It’s a lesson he learned in business school, and one that proved crucial to Parker as he clinched a deal to merge US Airways with American Airlines and form the world’s biggest airline.

American’s leaders weren’t initially keen on his merger idea. So Parker and his colleagues spent months meeting with unions, investors, and the media to influence the process. Along the way, they kept running into people they knew, people who trusted them and “were willing to stick out their necks,” Parker told graduates last year at his alma mater, Vanderbilt University. 

Eventually, he won the day with American’s board and management—and the Department of Justice. Call this the soft side of business, if you will, but trust is essential to effective leadership. And rebuilding a bond between management and workers will be critical to success for Parker as CEO of the new American Airlines.

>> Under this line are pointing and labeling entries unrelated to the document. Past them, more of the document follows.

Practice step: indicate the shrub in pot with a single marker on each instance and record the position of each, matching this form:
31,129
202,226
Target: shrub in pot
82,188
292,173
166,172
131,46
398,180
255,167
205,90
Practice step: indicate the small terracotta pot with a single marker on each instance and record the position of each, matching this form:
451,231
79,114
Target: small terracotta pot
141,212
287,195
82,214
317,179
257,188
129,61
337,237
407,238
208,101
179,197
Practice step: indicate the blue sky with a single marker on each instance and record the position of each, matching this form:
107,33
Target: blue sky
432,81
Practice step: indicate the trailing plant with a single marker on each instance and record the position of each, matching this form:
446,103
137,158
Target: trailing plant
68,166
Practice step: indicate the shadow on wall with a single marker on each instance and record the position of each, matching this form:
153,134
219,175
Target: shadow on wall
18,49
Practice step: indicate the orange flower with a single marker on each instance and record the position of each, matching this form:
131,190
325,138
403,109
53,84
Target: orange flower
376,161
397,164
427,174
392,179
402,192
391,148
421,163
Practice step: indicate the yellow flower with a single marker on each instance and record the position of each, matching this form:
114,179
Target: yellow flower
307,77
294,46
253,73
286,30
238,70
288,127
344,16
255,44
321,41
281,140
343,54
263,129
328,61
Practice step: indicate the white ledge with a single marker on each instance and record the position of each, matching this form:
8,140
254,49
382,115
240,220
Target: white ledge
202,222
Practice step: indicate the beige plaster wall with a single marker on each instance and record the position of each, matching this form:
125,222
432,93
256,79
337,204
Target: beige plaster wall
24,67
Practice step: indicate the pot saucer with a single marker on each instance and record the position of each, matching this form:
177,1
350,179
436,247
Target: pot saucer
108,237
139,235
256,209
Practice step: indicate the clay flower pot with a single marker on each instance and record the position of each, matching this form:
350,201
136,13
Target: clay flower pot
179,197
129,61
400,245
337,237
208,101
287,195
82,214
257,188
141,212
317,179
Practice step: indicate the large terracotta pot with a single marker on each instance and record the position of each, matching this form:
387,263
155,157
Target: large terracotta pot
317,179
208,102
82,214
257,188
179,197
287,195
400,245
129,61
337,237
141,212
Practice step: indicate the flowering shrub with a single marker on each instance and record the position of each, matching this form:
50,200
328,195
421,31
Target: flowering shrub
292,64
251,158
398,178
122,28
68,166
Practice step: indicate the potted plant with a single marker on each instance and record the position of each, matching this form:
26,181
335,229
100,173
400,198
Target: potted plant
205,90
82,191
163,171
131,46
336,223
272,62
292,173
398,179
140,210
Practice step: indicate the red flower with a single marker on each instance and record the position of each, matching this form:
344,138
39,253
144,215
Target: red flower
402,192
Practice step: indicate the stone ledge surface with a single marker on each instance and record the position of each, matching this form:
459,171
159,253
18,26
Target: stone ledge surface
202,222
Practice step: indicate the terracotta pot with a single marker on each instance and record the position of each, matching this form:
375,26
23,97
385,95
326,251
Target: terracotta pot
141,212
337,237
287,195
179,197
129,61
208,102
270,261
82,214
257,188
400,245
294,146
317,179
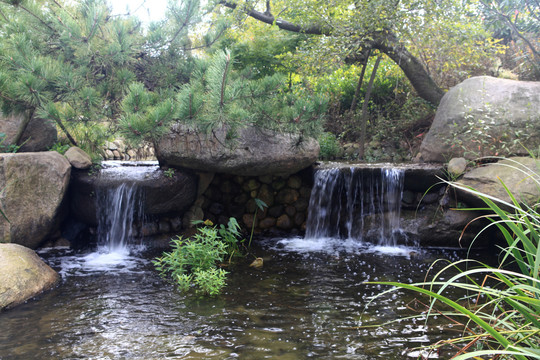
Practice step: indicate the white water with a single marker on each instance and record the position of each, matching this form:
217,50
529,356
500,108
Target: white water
119,206
356,204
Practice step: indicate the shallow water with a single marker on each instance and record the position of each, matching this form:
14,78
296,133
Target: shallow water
308,301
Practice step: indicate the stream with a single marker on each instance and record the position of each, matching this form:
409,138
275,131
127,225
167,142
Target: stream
309,300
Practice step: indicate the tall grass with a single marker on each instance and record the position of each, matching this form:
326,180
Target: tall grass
500,312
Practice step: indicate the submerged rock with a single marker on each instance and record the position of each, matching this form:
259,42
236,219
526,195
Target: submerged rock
252,152
23,275
34,186
520,174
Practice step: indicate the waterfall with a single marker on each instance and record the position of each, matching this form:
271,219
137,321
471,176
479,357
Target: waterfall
118,208
356,203
119,205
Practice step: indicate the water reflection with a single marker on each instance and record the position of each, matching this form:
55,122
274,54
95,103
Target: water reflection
304,303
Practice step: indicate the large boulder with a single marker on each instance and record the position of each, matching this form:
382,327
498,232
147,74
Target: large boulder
33,187
78,158
520,174
252,152
39,135
23,275
484,116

For the better part of two decades, American was hamstrung by dysfunctional relations with its major unions. The company suffered through strikes and sickouts and, more recently, five years of failed contract talks that ended in bankruptcy court. Hard feelings over executive bonuses soured feelings for former CEOs Don Carty and Gerard Arpey.  Parker knows he’ll face cynicism at American as he works through the complex chore of integrating the airlines. Computer systems must be aligned, flight networks meshed, and unions must resolve seniority lists—all issues that can make for a messy merger. He says his top priority will be communicating consistently with workers at all levels. At US Airways, executives held regular meetings with employees at least once a month, taking questions and posting the sessions online. Parker also wrote an annual letter to employees explaining his compensation, because “employees shouldn’t have to go read proxy statements” to figure out what the boss is being paid.

“It’s about building credibility and trust, and you have to do that over time,” Parker told me in an interview. “It’d be nice if everybody would immediately give you the benefit of the doubt. But with everything American has gone through, I don’t expect that to be the case.”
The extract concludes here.